We provide illustrative samples of our vision transformer based detector (Swin-T (Liu et al., 2021) + faster R-CNN (Ren et al., 2015)), trained from scratch. The detection results on the COCO dataset are shown in Fig. 8.

6 Conclusion

The domination of convolutional neural networks (CNNs) in vision tasks has recently been challenged by transformer models, which heavily depend on large-scale pre-training to achieve competitive accuracy. The dependence on pre-training not only hinders the freedom of architectural design in downstream tasks like object detection, but also causes learning bias and domain mismatch in the fine-tuning stages.

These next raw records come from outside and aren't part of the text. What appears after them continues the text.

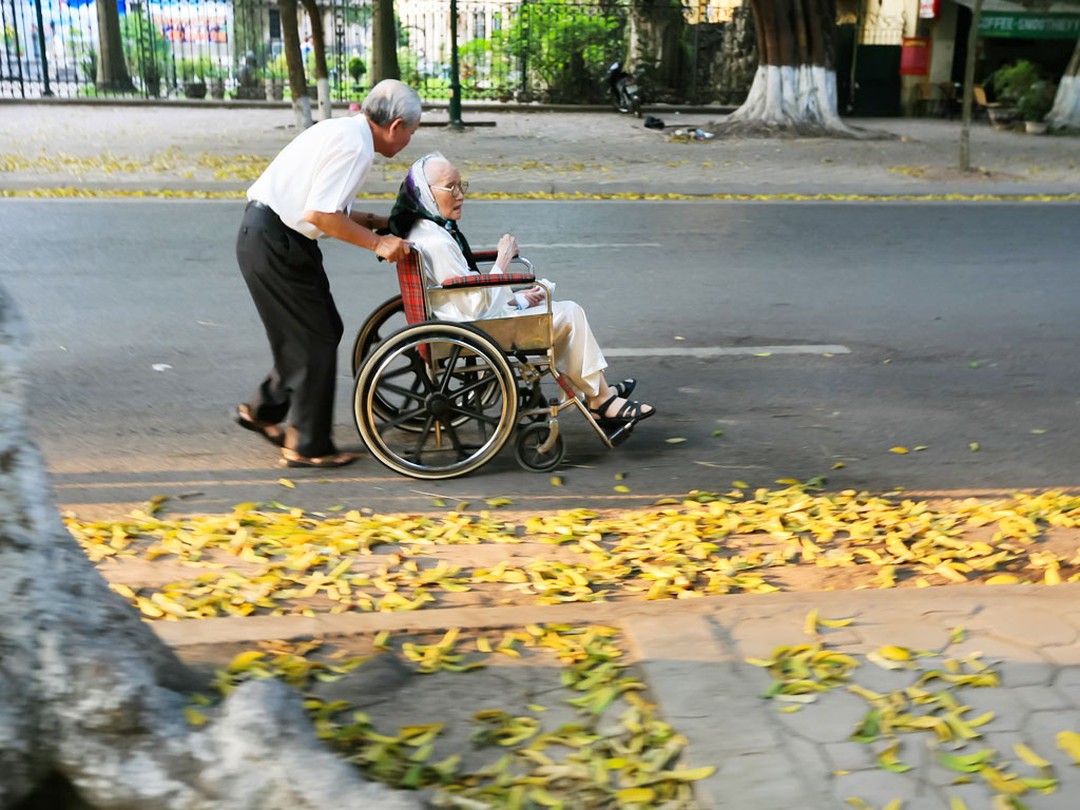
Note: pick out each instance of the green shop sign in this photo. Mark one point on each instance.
(1029, 26)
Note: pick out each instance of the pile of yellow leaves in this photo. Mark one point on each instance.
(259, 559)
(617, 754)
(929, 704)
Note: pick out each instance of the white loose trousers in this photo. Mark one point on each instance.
(578, 355)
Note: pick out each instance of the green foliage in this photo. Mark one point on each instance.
(564, 46)
(1022, 85)
(356, 69)
(199, 68)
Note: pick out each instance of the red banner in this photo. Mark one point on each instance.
(915, 56)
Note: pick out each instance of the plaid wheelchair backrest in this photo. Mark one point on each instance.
(410, 280)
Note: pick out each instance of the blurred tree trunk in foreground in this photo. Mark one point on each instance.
(93, 704)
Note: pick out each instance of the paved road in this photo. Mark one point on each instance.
(945, 329)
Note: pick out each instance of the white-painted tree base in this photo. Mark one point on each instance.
(301, 112)
(324, 99)
(800, 98)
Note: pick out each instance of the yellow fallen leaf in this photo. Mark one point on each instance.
(635, 795)
(1029, 756)
(895, 653)
(1069, 742)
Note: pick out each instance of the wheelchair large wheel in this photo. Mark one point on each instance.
(449, 416)
(387, 319)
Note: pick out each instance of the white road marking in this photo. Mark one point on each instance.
(725, 351)
(585, 245)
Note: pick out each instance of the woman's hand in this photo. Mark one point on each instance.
(505, 251)
(534, 296)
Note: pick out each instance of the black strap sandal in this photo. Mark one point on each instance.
(630, 412)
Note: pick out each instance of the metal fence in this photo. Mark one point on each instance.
(542, 50)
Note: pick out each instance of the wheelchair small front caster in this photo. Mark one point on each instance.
(621, 433)
(530, 439)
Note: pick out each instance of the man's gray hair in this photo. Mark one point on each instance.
(390, 99)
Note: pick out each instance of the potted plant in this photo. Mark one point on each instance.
(1026, 90)
(191, 72)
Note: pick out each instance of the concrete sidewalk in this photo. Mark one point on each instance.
(691, 652)
(693, 656)
(218, 149)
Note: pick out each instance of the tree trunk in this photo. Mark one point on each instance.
(383, 42)
(111, 68)
(795, 86)
(1066, 110)
(92, 709)
(656, 44)
(319, 49)
(294, 61)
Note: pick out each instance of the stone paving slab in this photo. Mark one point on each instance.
(692, 655)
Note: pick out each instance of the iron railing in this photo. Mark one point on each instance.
(528, 50)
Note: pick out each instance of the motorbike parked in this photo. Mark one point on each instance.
(625, 94)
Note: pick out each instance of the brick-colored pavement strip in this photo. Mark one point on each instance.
(218, 149)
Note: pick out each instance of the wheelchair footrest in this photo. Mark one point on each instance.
(621, 433)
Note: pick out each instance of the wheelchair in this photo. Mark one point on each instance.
(440, 399)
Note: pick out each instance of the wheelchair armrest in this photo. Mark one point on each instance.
(483, 280)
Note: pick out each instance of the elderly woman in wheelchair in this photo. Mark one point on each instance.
(439, 397)
(428, 210)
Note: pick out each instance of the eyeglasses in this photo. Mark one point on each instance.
(456, 188)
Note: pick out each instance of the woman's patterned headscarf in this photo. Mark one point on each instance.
(417, 201)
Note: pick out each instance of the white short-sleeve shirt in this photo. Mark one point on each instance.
(322, 169)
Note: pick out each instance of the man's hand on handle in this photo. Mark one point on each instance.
(392, 248)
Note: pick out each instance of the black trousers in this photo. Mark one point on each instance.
(285, 277)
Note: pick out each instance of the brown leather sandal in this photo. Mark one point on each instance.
(273, 433)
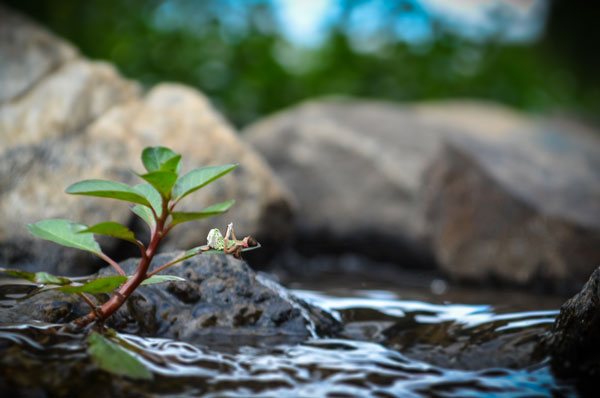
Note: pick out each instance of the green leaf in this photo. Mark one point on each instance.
(161, 278)
(37, 277)
(179, 217)
(113, 229)
(193, 251)
(145, 214)
(162, 181)
(107, 189)
(173, 164)
(152, 196)
(198, 178)
(100, 285)
(66, 233)
(160, 158)
(115, 359)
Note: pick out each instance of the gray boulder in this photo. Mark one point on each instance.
(370, 176)
(27, 54)
(222, 300)
(74, 119)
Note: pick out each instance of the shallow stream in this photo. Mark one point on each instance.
(412, 343)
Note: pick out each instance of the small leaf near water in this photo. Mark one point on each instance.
(113, 229)
(100, 285)
(162, 181)
(37, 277)
(198, 178)
(115, 359)
(173, 164)
(145, 214)
(180, 217)
(161, 278)
(107, 189)
(152, 196)
(66, 233)
(160, 158)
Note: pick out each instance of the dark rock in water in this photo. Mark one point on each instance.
(574, 343)
(454, 345)
(221, 301)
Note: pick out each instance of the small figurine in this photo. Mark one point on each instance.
(229, 244)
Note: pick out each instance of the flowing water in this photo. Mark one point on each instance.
(392, 346)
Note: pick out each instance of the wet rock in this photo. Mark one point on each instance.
(573, 343)
(481, 229)
(222, 300)
(80, 120)
(375, 177)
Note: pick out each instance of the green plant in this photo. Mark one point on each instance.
(154, 202)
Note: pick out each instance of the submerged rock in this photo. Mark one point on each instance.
(221, 301)
(574, 344)
(64, 118)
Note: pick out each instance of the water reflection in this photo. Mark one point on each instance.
(376, 357)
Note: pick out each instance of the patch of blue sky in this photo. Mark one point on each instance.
(309, 22)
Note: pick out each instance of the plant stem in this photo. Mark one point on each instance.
(112, 263)
(120, 296)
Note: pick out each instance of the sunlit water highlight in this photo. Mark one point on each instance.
(363, 366)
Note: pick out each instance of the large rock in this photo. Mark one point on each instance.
(483, 228)
(222, 300)
(371, 175)
(573, 344)
(27, 54)
(81, 120)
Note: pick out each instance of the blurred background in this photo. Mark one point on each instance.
(254, 57)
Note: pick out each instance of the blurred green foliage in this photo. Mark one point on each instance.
(238, 57)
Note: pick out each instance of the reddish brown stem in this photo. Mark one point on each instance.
(121, 295)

In this work, we first show that naively applying the experiences from training CNNs based detectors to vision transformer based ones results in unsatisfactory performance. These experiments suggest that both architectural changes and more epochs play critical roles for this task; neither alone can train vision transformer-based detectors from scratch to achieve performance comparable to their pre-trained counterparts. Then, we demonstrate the feasibility of training vision transformer based detectors from scratch, and contribute a set of principles for realizing this goal. Particularly, the purpose of this work is not to propose a specific vision transformer based detector. Instead, we aim to uncover the insights of training vision transformer based detector from scratch, and expect those insights can help other researchers and practitioners, and inspire more interesting research in other fields, such as remote sensing, visual-linguistic pre-training, etc. By introducing a series of effective modifications such as C-C-T-T and gradient calibration, the proposed detectors demonstrate competitive mAP to their pre-trained variants, under the same long training epochs schedule. Extensive experiments demonstrate the merits and advantages of the proposed method.